Strain accumulation on faults beneath Los Angeles: a geodesy-based picture accounting for the effects of sedimentary basins and anthropogenic surface deformation
Chris Rollins, Donald F. Argus, Walter Landry, Sylvain D. Barbot, & Jean-Philippe AvouacPublished August 12, 2016, SCEC Contribution #6654, 2016 SCEC Annual Meeting Poster #148
The Los Angeles region is contracting at ~8 mm/yr in the N 5° E direction due to the misalignment of the Mojave section of the San Andreas Fault with the direction of relative Pacific-North American plate motion. This contraction is accommodated by the accumulation of strain on thrust faults such as the Sierra Madre, Puente Hills and other systems and the release of that strain in damaging earthquakes such as the 1971 San Fernando, 1987 Whittier Narrows and 1994 Northridge shocks. A larger earthquake on one of these systems could constitute a worst-case-scenario event for Los Angeles, and so it is essential to use geodetic data to constrain where, and how quickly, tectonic strain is accumulating on these faults. This estimation problem is affected by 1) anthropogenic surface deformation that overprints tectonic contraction in geodetic data, 2) the complex 3D geometries of the relevant faults, and 3) the soft sedimentary basin underlying Los Angeles, which affects the elastostatic Green’s functions that map slip rates on faults to velocities at the surface.

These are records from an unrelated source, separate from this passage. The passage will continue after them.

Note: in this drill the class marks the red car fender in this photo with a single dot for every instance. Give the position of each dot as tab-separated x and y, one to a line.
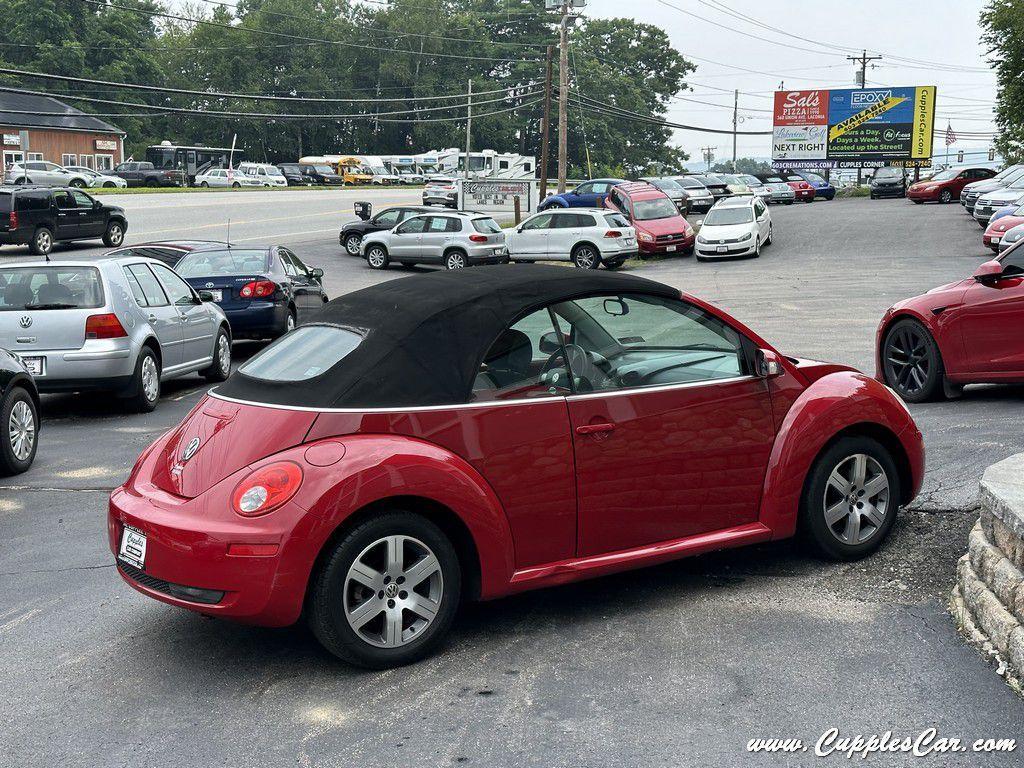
829	406
377	467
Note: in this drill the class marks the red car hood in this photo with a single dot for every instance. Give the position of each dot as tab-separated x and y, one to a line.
670	225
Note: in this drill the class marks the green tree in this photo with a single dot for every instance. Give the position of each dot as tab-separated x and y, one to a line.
1003	25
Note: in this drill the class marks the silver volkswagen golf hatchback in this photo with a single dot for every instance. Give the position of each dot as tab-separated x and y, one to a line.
116	325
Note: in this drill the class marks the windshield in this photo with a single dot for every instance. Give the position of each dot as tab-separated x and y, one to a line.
216	263
304	353
726	216
50	288
659	208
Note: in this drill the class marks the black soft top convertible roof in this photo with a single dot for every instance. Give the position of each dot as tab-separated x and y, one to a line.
425	336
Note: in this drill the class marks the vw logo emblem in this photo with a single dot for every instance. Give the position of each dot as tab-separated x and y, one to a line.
190	450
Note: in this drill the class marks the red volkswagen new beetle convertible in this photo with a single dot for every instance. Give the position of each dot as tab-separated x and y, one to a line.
968	332
476	433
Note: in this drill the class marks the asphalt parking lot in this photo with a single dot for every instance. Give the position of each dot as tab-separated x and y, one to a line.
679	665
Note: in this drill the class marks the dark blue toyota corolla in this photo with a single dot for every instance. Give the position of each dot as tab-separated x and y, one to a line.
265	292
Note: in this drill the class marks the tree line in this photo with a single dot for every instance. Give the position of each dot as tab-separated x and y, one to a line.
389	57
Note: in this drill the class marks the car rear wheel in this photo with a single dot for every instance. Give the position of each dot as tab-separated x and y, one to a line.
42	242
387	592
851	498
220	368
911	363
455	260
114	236
586	257
145	383
18	429
377	257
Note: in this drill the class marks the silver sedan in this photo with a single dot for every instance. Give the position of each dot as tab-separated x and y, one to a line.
117	325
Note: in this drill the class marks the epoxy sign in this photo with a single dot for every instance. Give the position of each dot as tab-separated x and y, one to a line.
853	128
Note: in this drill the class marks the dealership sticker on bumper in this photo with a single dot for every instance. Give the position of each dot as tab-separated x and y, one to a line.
132	547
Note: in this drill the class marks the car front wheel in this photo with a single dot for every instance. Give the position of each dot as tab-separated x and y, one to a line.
851	498
387	592
911	363
18	429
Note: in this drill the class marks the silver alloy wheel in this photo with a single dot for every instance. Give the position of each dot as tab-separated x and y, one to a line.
224	354
393	591
856	499
22	430
585	258
151	379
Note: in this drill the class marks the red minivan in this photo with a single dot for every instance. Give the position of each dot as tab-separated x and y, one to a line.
659	226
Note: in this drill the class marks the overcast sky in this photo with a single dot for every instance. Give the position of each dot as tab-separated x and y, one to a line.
929	31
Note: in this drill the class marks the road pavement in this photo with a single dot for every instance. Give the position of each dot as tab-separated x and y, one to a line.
677	666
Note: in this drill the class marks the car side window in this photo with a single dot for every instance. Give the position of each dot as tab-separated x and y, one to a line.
152	289
632	340
412	226
518	366
538	222
179	292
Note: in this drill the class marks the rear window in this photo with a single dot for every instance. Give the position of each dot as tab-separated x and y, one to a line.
50	288
487	226
304	353
217	263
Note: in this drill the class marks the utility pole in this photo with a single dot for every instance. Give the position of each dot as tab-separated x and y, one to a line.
735	126
563	96
862	59
546	123
469	126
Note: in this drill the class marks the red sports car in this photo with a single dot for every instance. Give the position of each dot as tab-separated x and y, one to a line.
968	332
478	433
945	186
997	228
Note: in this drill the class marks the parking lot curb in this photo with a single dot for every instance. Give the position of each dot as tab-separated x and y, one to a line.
987	600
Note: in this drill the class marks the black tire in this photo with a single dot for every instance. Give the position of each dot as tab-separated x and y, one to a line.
911	361
585	256
137	399
352	243
10	462
219	369
42	241
377	256
820	499
330	589
115	235
456	259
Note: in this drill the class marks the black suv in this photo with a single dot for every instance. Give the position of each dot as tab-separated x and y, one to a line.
352	232
40	216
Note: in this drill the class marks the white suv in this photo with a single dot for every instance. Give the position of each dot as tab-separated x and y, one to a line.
587	237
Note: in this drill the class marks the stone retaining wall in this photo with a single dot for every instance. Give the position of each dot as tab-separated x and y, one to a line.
988	598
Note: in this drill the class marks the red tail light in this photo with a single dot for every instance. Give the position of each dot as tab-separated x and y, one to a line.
258	289
103	327
266	488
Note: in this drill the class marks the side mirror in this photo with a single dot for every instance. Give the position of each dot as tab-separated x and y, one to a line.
988	272
549	343
769	364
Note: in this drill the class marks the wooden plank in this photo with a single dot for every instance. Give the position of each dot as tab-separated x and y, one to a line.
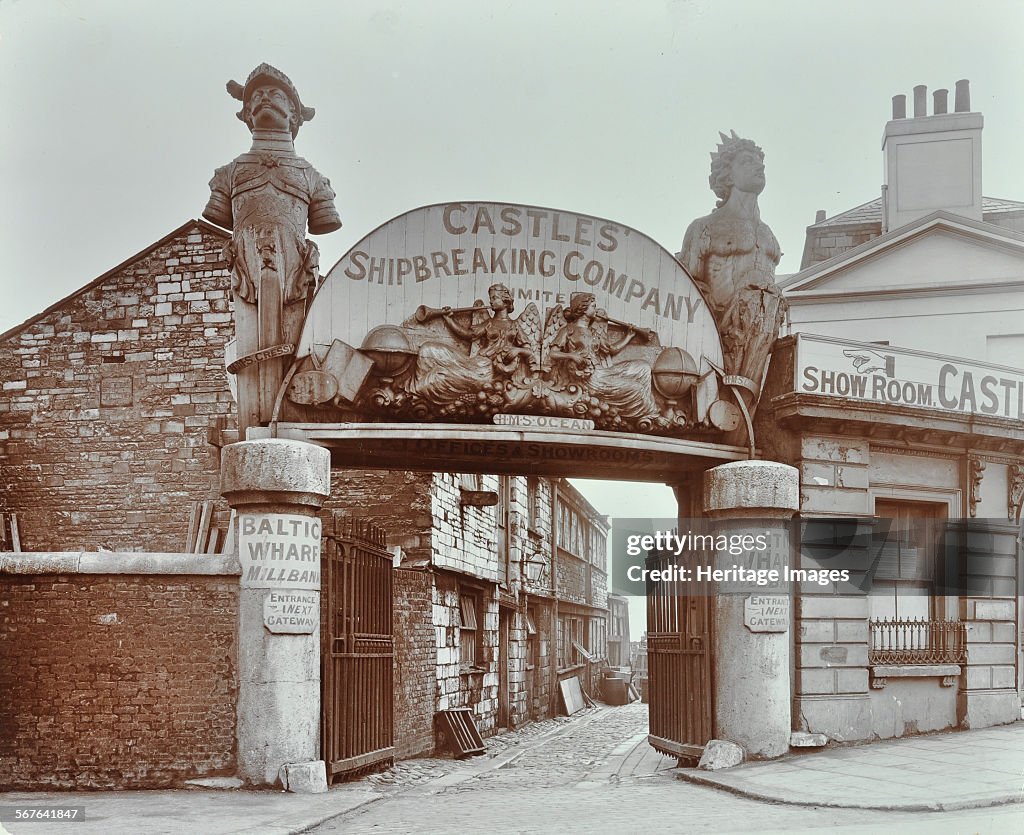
361	760
204	528
193	526
571	695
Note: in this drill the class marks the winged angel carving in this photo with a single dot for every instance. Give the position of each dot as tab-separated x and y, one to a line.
501	357
469	364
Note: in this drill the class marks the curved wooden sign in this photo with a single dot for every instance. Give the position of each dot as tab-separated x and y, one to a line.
464	311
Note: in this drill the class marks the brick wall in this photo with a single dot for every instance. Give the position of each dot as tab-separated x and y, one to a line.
822	244
399	502
571	573
415	660
116	680
107	399
465	539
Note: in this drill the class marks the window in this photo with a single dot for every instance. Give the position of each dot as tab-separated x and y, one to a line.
906	625
532	503
569	632
904	577
598	638
532	641
469	631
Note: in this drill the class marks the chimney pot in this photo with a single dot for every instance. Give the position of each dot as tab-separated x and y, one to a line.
920	100
963	100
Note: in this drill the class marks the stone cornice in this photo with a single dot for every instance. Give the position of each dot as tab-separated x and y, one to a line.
903	427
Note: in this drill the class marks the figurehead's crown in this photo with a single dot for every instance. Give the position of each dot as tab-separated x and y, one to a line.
265	74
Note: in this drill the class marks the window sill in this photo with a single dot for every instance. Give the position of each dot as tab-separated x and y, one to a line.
881	673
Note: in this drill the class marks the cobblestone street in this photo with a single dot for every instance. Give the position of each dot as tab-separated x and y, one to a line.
595	773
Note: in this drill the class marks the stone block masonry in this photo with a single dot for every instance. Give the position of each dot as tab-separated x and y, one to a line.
108	398
117	679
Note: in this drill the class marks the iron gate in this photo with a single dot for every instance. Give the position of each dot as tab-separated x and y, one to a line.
679	622
357	650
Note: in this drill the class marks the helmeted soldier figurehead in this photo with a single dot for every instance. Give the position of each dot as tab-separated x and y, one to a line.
262	108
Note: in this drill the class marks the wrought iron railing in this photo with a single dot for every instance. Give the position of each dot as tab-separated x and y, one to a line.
915	640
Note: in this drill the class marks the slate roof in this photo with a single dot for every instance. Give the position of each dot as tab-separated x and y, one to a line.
870	212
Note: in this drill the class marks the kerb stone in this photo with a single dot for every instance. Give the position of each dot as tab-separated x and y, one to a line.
720	754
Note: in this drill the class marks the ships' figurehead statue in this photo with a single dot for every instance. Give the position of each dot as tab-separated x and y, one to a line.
268	197
732	256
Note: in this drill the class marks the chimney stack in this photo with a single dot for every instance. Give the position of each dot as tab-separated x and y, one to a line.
932	163
963	101
920	100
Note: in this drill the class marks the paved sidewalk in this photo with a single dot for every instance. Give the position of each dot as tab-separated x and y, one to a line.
212	811
941	771
197	811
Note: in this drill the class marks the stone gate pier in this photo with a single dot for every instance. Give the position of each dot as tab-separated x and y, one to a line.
276	487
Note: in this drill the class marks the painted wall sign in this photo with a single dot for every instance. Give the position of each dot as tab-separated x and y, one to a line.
460	311
292	612
766	613
904	377
280	550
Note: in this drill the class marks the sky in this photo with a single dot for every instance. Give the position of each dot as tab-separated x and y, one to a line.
114	114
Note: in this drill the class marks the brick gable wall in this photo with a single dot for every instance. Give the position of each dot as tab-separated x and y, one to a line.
115	680
107	399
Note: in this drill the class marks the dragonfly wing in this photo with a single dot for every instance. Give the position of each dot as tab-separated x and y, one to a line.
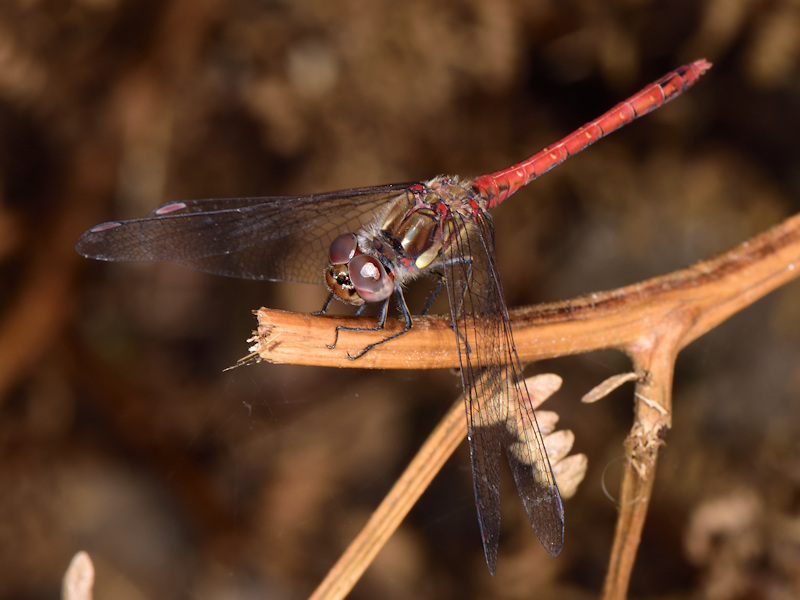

Using 1) a GPS velocity field corrected for anthropogenic motions [Argus et al, 2005, and in prep.], 2) a detailed quadrilateral mesh of fault geometry based on an updated version of that in Marshall et al [2009] and on the SCEC CFM5.0 [Shaw et al, 2015], and 3) elastostatic Green’s functions that incorporate the lateral and vertical heterogeneities in elastic properties represented by the SCEC CVM-H15.1, we obtain the most accurate geodesy-based picture of strain accumulation beneath Los Angeles to date. Among other results, we find that strain accumulation on strike-slip faults such as the Palos Verdes, Whittier-Elsinore and Raymond-Hollywood systems may cause an apparent N-S contractional gradient of ~2 mm/yr across Los Angeles that is unrelated to thrust faulting, and that inferred strain accumulation rates on thrust faults are more readily reconciled with geologic slip rates when this strike-slip motion is taken into account.
Key Words
GPS, geodesy, basin, thrust fault
Citation
Rollins, C., Argus, D. F., Landry, W., Barbot, S. D., & Avouac, J. (2016, 08). Strain accumulation on faults beneath Los Angeles: a geodesy-based picture accounting for the effects of sedimentary basins and anthropogenic surface deformation. Poster Presentation at 2016 SCEC Annual Meeting.